« C'est le pays de vos enfants que vous devez aimer ».
(Ainsi parlait Zarathoustra. Des vieilles et nouvelles tables n°12)
Évidemment ! Quoi d'autre ? Quoique. Imaginons. Des choses improbables, absurdes.
Imaginons un pays qu'on nommerait d'un vieux nom, une vieillerie exhumée des violences médiévales. Ce ne serait pas une blague, ne riez surtout pas. Ce ne serait pas non plus un moment de cinéma-nostalgie en costumes d'époque et tout et tout. Non, non, on y croirait dur comme fer. On l'aimerait tant qu'on lui sacrifierait comme à un Moloch ses enfants, des vrais enfants d'aujourd'hui, faits en vraie chair, en vrais désirs, en vraie vie.
Ailleurs encore, on en sacrifierait plein d'autres, d'enfants, au nom d'ancêtres vénérés, de bout de terre fétichisé. Ou même au nom des deux. Sans oublier le nom de quelque Dieu. Du côté de Donetsk, vers Gaza ou Jérusalem. Et puis ici et là en Afrique, en Asie.
On enrôlerait ses enfants dans les vieilles guerres. On leur donnerait pour guides des fantômes. On n'aimerait pas le pays de ses enfants, on aimerait le pays de ses morts. Parce que ce qu'on aimerait vraiment, ce serait la mort elle-même, d'un amour passionné, exclusif ...
Que de choses improbables, absurdes, n'est-ce pas ? Nous avons décidément trop d'imagination. Ou trop peu ?
« Je n'aimerai plus que le pays de mes enfants, l'île inconnue au cœur des mers lointaines ; c'est sur elle que je mettrai le cap, sans me lasser. » (Du pays de la culture)
Pays de la culture (on traduit aussi civilisation).
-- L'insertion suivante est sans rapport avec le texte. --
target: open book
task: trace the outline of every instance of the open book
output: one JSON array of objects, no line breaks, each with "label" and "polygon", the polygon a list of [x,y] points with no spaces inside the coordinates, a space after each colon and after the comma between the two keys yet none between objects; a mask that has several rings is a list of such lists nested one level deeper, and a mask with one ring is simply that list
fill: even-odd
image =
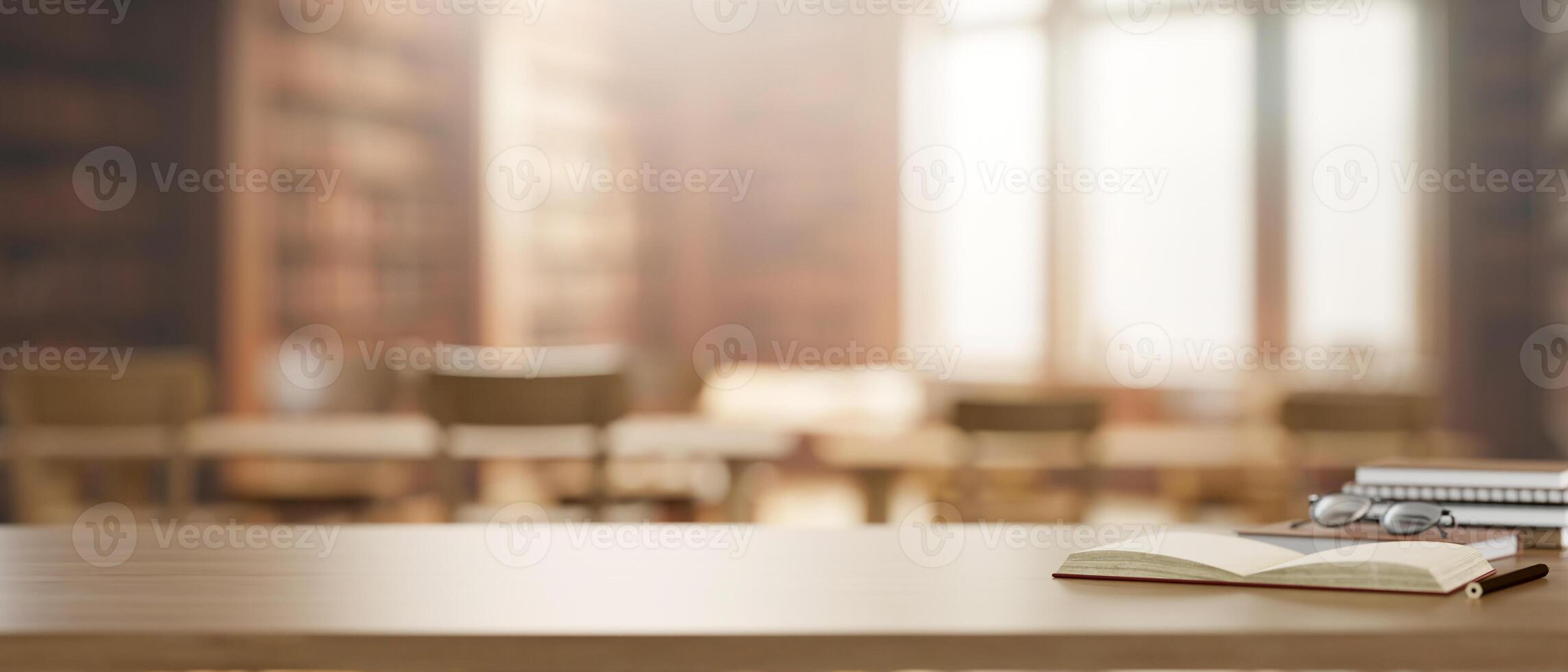
[{"label": "open book", "polygon": [[1480,551],[1443,542],[1380,542],[1301,555],[1229,534],[1134,537],[1062,562],[1052,576],[1447,594],[1493,573]]}]

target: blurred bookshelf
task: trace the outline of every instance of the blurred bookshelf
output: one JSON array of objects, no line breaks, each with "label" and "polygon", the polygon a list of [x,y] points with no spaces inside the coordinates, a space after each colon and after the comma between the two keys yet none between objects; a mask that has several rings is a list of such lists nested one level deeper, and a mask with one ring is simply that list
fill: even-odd
[{"label": "blurred bookshelf", "polygon": [[328,171],[315,193],[226,201],[226,398],[271,406],[265,370],[295,329],[347,340],[467,341],[475,329],[470,17],[345,3],[321,33],[230,3],[226,150],[268,172]]},{"label": "blurred bookshelf", "polygon": [[605,30],[616,3],[552,5],[549,17],[486,22],[485,158],[514,146],[550,161],[549,197],[525,213],[491,204],[488,341],[622,343],[633,331],[637,194],[575,190],[583,169],[637,169],[619,85],[626,63]]},{"label": "blurred bookshelf", "polygon": [[[163,194],[152,164],[207,164],[216,6],[0,22],[0,340],[210,351],[209,194]],[[176,36],[171,39],[169,36]],[[124,207],[74,190],[77,163],[124,147],[144,174]]]},{"label": "blurred bookshelf", "polygon": [[[635,16],[619,44],[646,160],[753,177],[739,201],[643,194],[638,341],[688,385],[691,348],[731,323],[756,335],[764,362],[771,341],[897,346],[898,185],[887,166],[900,160],[887,119],[898,117],[900,23],[764,5],[742,33],[715,39],[690,17]],[[679,407],[691,392],[662,396]]]}]

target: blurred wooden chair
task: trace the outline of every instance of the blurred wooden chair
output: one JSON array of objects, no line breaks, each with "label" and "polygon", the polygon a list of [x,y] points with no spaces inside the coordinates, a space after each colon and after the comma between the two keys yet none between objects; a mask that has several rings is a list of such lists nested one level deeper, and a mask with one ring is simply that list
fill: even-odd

Pays « adieu folie suicidaire bonjour raison ». Adieu raison d'état à tous les sens (surtout état de guerre), bonjour raison du devenir.
Pays de la raison de vivre.
Autant que l'ami Friedrich, papa Sigmund sait trouver les mots :
La culture est un procès particulier se déroulant à l'échelle de l'humanité (…) un procès au service d'Eros, qui veut regrouper des individus humains isolés (...) en une grande unité, l'humanité.(...) Mais à ce programme de la culture s'oppose la pulsion d'agression naturelle des hommes, l'hostilité d'un seul contre tous et de tous contre un seul. (…) Ce combat est le contenu essentiel de la vie en général et c'est pourquoi le développement de la culture doit être, sans plus de détours, qualifié de combat vital de l'espèce humaine.
Freud (Malaise dans la culture. 1929)
Bien dit. Cultivons- « nous ». La seule culture vraiment bio.